This might look pretty close to this question, but my requirements are a little different. Given an .apk file (Android app e.g. downloaded from a third party source like F-Droid), this analyzer

  • should list what libraries are used by it
  • should list whether the app uses some ad modules
  • pointing out potential dangerous components (keyword: malware) would be great
  • must run on Linux (not necessarily native: PHP, Python or Java would be fine, too – but something requiring e.g. Wine is not an option).
  • must not require the entire Android SDK (or a similar huge framework) being installed (requiring parts of it, like the aapt binary, is fine)
  • consulting online resources is acceptable in certain limits (but e.g. no "calling home for statistics"), but offline-operation is preferred

In-depth code-analysis, decompilation, byte-code analysis etc. are not needed – just listing libraries and modules is fine (if it additionally can give an URL for more details, that counts as a bonus). A GUI is not required (but doesn't hurt) – however, a command-line interface is a must.

Results should be structured for automatical post-processing (preferably JSON or XML). My dream-case would be something I simply unpack to a directory, then call from there like ./apkanalyzer com.foobar – and it spits some JSON/XML to STDOUT.

I'm aware such a tool might not be able to detect each and every library/ad-module there is (especially as there might be new ones every day) – but the more it knows the better. If it reports "unknown libraries/modules" as such and gives the possibility to make them known (e.g. via a config file), that'd be a bonus.

The program must be free (as in "free beer"), should preferably also be free (as in "free speech"), and should be free (as in "hazzle-free setup" ;).

  • Just as a side-note: I of course have tried my Google-Fu first. A good resource I've found is android-security-awesome with a long list of available services and tools. But that's no substitute to a good recommendation :)
    – Izzy
    Jul 26, 2016 at 21:38
  • I just found LibRadar which seems to come pretty close (but doesn't seem to detect some ad modules right: e.g. AdMob is shown as Google Play Store). Will have to check that a bit closer. Related question on SO (asking the "how can I" part): Identify included libraries/modules from Manifest
    – Izzy
    Jul 28, 2016 at 15:01

2 Answers 2


LibRadar seems to match my requirements:

  • list libraries: Yes. And categorizes them even.
  • list ad modules: Yes, amongst the libraries, using their own category.
  • pointing out potential dangerous components: either I had none (yet), or it doesn't explicitly mark them. However, it usually gives a URL for background.
  • must run on Linux: It does. Written in Python, it can be used cross-platform.
  • must not require the entire Android SDK: obviously not, as for me it worked out-of-the-box (downloaded from its Git repo). Seems to ship required components along (e.g. apktool)
  • Results should be structured for automatical post-processing: Spits out JSON to STDOUT, so yes.
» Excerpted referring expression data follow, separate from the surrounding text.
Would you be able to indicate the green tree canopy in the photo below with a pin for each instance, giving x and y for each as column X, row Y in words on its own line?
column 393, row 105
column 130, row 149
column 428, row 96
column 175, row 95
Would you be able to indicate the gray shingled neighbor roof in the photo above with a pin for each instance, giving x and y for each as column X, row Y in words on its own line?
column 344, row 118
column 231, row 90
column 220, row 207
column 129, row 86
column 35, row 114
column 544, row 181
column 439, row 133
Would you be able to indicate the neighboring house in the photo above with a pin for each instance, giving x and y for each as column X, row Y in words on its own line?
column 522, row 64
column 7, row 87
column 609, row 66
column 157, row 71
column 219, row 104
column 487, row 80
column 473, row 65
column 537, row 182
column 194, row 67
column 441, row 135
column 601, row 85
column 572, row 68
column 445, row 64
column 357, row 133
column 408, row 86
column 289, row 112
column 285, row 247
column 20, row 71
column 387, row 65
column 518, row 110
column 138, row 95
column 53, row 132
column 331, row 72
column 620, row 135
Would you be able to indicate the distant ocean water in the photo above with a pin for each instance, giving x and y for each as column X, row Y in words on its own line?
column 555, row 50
It might not recognize the latest stuff, but it seems to show even libraries unknown to itself. Using those libraries' IDs, one can search for details on them, and "overlay" that information – which I find quite useful. A big plus is it even lists the permissions a library is adding to the set. A simplified example (converted to my own array structure to make it easier to see):

[3] => Array
        [name] => Parse.com
        [pkgname] => com/parse/
        [type] => Mobile Analytics
        [perms] => Array
                [0] => android.permission.ACCESS_NETWORK_STATE
                [1] => android.permission.WAKE_LOCK
                [2] => android.permission.INTERNET

        [url] => https://parse.com/docs/cn/android/guide

So LibRadar will be what I will use for now. Fits my requirements quite fine, and even adds some bonus on top listing the permissions used by the given framework.


Another fitting candidate would be εxodus standalone:

  • lists libraries: only privacy offenders aka ATS (Ads and Tracking Services) aka Trackers – but those are in my case the most releavant
  • list ad modules: yes.
  • pointing out potential dangerous components: only to ATS.
  • must run on Linux: yes. As LibRadar, this is written in Python.
  • must not require the entire Android SDK: no, it just needs dexdump, which can easily be installed using sudo apt-get install dexdump.
  • Results should be structured for automatical post-processing: Yes, it offers JSON output.

This is part of the Exodus Privacy project, using the same engine as their web scanner, so it's kept up-to-date. If the goal is just to catch those trackers, this is a good candidate. Example output and install instructions can be found behind the first (bold) link of this answer. Like LibRadar, it is free and open source, so matching that requirement as well.